Two recent U. Hawaii Law Review articles worth mentioning. Although neither is available free on the web, they can be obtained through legal research services such as Westlaw or Lexis, or through the U. Hawaii Law Review. If you don't have a UHLR subscription, you should. It's only $30 per year for US addresses.
Water Regulation, Land Use and the Environment
David L. Callies and Calvert G. Chipchase; 30 U. Haw. L. Rev. 49 (Winter 2007)
In this article, the authors assert that the "public trust" doctrine, as misconstrued by the Hawaii Supreme Court, has distorted water law and the land use process:Problems arise in the planning process when water and non-economic uses of water are given a sacrosanct status that abjures private use for the benefit of "the public." This is increasingly happening under flawed interpretations of the public trust doctrine.p. 49 (citing In re Water Use Permit Applications (Waiahole), 84 Haw. 97, 9 P.3d 409 (2000); In re Water Use Permit Applications, 105 Haw. 1, 93 P.3d 643 (2004); In re Water Use Permit Applications, 113 Haw. 52, 147 P.3d 836 (2006)). The article continues:Many courts have forgotten that the jus privatem is as much a part of the public trust doctrine as the jus publicum. Certainly water should be available for future use, but is also should be readily available for current use. When the balance between current private and abstract or future public needs is distorted, water use and availability of water becomes the primary, or even sole, consideration in the process. This leads to the preservation of water for such uses as "minimum stream flows" and non-beneficial use by selected segments of the public and, ultimately, an elitist, communitarian regime that bears no relationship to either traditional notions of water rights or constitutionally protected rights in property.Id. The authors analyze the multi-layered land use planning laws in Hawaii, the state Water Code (Haw. Rev. Stat. ch. 174C), and the Hawaii Supreme Court's extension of the public trust doctrine beyond navigation and commerce to the promotion of reasonable and beneficial use of water resources in Waiahole. p. 70. The article also discusses how Arizona, Colorado, and New Mexico regulate their water resources, and what lessons these jurisdictions may provide for Hawaii. pp. 77-92.
More Than a Line in the Sand: Defining the Shoreline in Hawai'i After Diamond v. State
Simeon L. Vance and Richard J. Wallsgrove; 29 U. Haw. L. Rev. 521 (Summer 2007)

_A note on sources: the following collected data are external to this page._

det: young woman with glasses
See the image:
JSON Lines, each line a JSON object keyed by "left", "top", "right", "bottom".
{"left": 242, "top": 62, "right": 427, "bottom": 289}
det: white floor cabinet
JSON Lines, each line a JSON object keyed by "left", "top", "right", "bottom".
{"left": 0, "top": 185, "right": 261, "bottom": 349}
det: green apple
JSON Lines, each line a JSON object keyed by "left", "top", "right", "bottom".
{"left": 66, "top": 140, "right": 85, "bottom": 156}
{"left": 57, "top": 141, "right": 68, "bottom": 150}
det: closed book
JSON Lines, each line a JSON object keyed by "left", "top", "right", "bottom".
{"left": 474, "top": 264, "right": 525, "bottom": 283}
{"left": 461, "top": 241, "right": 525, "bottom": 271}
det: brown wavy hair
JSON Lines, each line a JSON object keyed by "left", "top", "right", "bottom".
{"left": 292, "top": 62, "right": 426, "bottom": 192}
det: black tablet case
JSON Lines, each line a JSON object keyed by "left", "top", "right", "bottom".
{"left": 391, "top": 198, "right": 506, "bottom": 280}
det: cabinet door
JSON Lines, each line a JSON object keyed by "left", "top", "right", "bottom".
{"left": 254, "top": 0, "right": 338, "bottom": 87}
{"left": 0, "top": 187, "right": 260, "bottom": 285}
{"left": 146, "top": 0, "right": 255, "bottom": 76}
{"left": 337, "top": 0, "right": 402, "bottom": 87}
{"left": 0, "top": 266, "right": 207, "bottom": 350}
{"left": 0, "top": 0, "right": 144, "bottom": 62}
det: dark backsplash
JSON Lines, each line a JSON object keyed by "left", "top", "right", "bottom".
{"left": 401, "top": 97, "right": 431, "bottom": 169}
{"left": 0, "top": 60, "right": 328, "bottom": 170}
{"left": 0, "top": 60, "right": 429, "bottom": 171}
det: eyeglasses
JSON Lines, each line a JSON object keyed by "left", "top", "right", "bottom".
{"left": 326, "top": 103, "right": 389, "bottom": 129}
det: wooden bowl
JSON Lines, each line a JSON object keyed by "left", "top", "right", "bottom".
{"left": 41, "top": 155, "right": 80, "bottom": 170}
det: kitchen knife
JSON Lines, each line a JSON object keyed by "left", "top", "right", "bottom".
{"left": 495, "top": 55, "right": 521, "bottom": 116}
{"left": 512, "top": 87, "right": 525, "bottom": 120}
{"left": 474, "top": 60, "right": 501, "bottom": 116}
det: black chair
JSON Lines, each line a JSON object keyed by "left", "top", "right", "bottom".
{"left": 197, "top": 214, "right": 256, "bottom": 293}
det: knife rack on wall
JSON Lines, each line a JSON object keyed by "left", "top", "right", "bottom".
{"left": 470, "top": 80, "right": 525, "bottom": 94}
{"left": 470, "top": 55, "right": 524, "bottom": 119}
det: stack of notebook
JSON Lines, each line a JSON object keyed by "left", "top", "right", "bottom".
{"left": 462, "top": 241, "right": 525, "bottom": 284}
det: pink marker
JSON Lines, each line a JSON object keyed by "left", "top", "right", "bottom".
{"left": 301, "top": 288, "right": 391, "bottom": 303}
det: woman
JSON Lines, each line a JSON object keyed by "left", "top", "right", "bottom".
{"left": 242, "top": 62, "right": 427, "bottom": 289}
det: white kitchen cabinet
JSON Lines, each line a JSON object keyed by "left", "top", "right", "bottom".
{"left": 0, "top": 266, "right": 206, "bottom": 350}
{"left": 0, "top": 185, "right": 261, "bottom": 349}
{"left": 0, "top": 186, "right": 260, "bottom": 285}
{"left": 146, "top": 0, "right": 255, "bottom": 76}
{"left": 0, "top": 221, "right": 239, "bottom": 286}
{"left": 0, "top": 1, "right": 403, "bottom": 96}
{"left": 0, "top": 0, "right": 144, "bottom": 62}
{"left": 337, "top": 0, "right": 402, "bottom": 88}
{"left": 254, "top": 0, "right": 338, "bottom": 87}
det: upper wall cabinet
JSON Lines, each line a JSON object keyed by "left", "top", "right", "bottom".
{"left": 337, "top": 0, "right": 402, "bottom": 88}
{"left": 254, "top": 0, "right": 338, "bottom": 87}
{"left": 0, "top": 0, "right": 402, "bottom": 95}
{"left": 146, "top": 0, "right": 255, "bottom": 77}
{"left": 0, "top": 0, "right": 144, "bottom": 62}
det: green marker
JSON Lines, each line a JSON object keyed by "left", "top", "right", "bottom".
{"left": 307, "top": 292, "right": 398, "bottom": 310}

In this article, the authors analyze the differences in the various definitions of the "shoreline" under Hawaii law, and the Hawaii Supreme Court decision in Diamond v. State, 112 Haw. 161, 145 P.3d 704 (2006) . As detailed in this post about the Diamond case, the term "shoreline" is used to define both the boundary between public and private property as well as the baseline for measuring the shoreline setback (a no-build zone on beachfront property).The difference between a certified shoreline and a seaward boundary line has become a confusing and potentially divisive issue. Confusion is predictable because the definition of shoreline for certification purposes is essentially identical to the definition Hawai'i courts have used to determine property boundary lines. Despite their similarity, however, the two lines are not necessarily the same because their purposes, the impacts and the processes for determining these lines' are uniquely and significantly different.p. 532 (footnotes omitted). The article is a good introduction to Hawaii's unique approach to shoreline law, and a worthy read. And I'm not just saying that because it cites several posts from this blog as authority (See, e.g., notes 92, 146, 179, and 180, and accompanying text).
The most critical of these differences is that shoreline certifications are not designed to determine ownership. Instead, the line of ownership dividing public and private coastal property is the seaward boundary. Markedly different from the shoreline certification process outlined above, determinations of seaward boundary lines often take the form of quiet title actions, eminent domain actions, or land court petition actions. The state's responsibility to uphold the public trust and preserve its interest in property triggers the need for a more rigorous and cautious approach. In these situations, the state does not rely on shoreline certifications, but conducts its own survey in recognition of the "importance of lateral [shoreline] access over state-owned lands for recreation, native gathering practices and other purposes."